Berbagai karakter yang dibuat mulai dari mereka yang telah meninggal hingga orang tua yang masih hidup yang tidak dapat menghabiskan waktu dengan anak-anak mereka, hingga mantan pacar yang patah hati ditinggal mati. Bahkan, sang klien juga dapat melakukan panggilan video dengan anggota staf yang wajah dan suaranya secara digital menyerupai dengan orang yang telah meninggal atau hilang.
Menurut founder Super Brain, Zhang Zewei, industri AI yang dapat ‘menghidupkan’ kembali orang yang sudah meninggal ini memang tengah berkembang pesat di China. Beberapa perusahaan China bahkan mengklaim telah menciptakan ribuan “manusia digital” hanya dari materi audiovisual almarhum yang berdurasi 30 detik. “Dalam hal teknologi AI, Tiongkok berada di kelas tertinggi di seluruh dunia,” ungkap Zhang.
“Dan ada begitu banyak orang di Tiongkok, banyak yang memiliki kebutuhan emosional, yang memberi kami keuntungan dalam hal permintaan pasar,” ia melanjutkan.

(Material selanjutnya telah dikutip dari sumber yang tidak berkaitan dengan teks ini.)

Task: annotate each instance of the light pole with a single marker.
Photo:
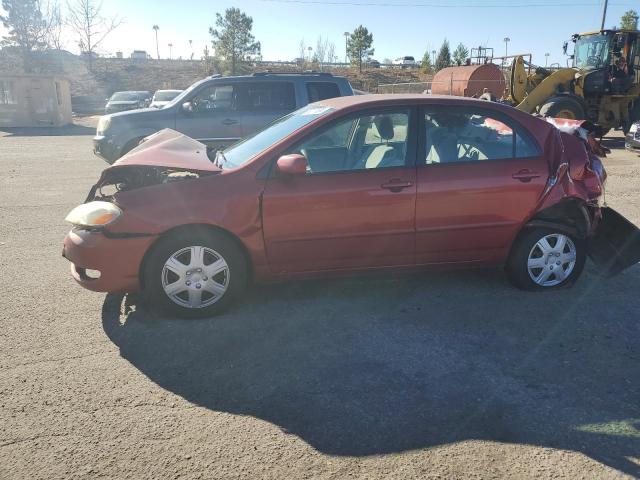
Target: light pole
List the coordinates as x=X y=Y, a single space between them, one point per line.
x=346 y=47
x=156 y=28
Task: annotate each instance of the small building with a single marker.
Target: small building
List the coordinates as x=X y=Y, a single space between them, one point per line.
x=34 y=101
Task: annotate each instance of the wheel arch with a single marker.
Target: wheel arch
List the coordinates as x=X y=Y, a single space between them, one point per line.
x=190 y=227
x=569 y=216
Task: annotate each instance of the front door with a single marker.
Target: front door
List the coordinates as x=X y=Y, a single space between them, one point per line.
x=355 y=207
x=479 y=176
x=214 y=118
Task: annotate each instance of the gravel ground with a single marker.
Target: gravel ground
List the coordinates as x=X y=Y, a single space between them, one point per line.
x=431 y=375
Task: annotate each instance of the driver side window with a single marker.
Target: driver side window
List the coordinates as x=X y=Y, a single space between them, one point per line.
x=216 y=98
x=374 y=140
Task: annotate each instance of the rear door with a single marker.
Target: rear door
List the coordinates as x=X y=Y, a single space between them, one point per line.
x=215 y=119
x=260 y=103
x=355 y=207
x=480 y=175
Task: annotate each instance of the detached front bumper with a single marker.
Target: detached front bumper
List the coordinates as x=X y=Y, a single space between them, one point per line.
x=117 y=259
x=615 y=244
x=632 y=141
x=106 y=148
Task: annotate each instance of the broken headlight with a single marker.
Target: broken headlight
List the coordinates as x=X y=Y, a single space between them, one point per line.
x=94 y=214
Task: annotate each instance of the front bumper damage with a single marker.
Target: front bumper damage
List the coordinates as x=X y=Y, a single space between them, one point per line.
x=615 y=244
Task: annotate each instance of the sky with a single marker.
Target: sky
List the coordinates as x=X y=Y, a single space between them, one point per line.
x=399 y=27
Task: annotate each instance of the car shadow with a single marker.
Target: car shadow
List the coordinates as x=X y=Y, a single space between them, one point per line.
x=380 y=364
x=67 y=130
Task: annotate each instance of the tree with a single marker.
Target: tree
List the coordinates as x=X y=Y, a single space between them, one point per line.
x=359 y=46
x=460 y=54
x=444 y=56
x=629 y=20
x=28 y=28
x=427 y=63
x=86 y=20
x=156 y=28
x=232 y=38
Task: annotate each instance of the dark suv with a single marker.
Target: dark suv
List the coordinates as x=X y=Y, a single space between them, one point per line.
x=219 y=111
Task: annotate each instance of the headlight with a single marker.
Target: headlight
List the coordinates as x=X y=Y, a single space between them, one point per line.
x=94 y=214
x=103 y=125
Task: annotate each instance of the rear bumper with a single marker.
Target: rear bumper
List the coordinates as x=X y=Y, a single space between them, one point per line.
x=117 y=259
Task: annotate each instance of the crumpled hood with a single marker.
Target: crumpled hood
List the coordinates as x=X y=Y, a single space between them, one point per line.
x=170 y=149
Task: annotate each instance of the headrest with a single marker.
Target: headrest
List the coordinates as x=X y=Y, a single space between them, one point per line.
x=384 y=125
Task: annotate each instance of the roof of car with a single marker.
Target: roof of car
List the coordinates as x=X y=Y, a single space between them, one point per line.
x=394 y=98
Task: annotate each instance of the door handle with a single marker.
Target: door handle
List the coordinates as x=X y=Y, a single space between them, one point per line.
x=525 y=175
x=396 y=185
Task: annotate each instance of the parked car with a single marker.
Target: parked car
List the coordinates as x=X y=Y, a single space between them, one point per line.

Sementara itu, Tal Morse, seorang peneliti di Centre for Death and Society, Universitas Bath, Inggris, mengatakan bahwa teknologi yang dijuluki “robot hantu” itu dapat menawarkan rasa nyaman. Meski demikian, ia mengingatkan bahwa masih dibutuhkan penelitian lebih lanjut untuk memahami implikasi psikologis dan etisnya.
“Pertanyaan kuncinya di sini adalah seberapa setia “robot hantu” itu terhadap kepribadian yang mereka rancang untuk ditiru. Apa yang terjadi jika mereka melakukan hal-hal yang akan ‘mencemari’ ingatan orang yang seharusnya mereka wakili?” tutur Morse.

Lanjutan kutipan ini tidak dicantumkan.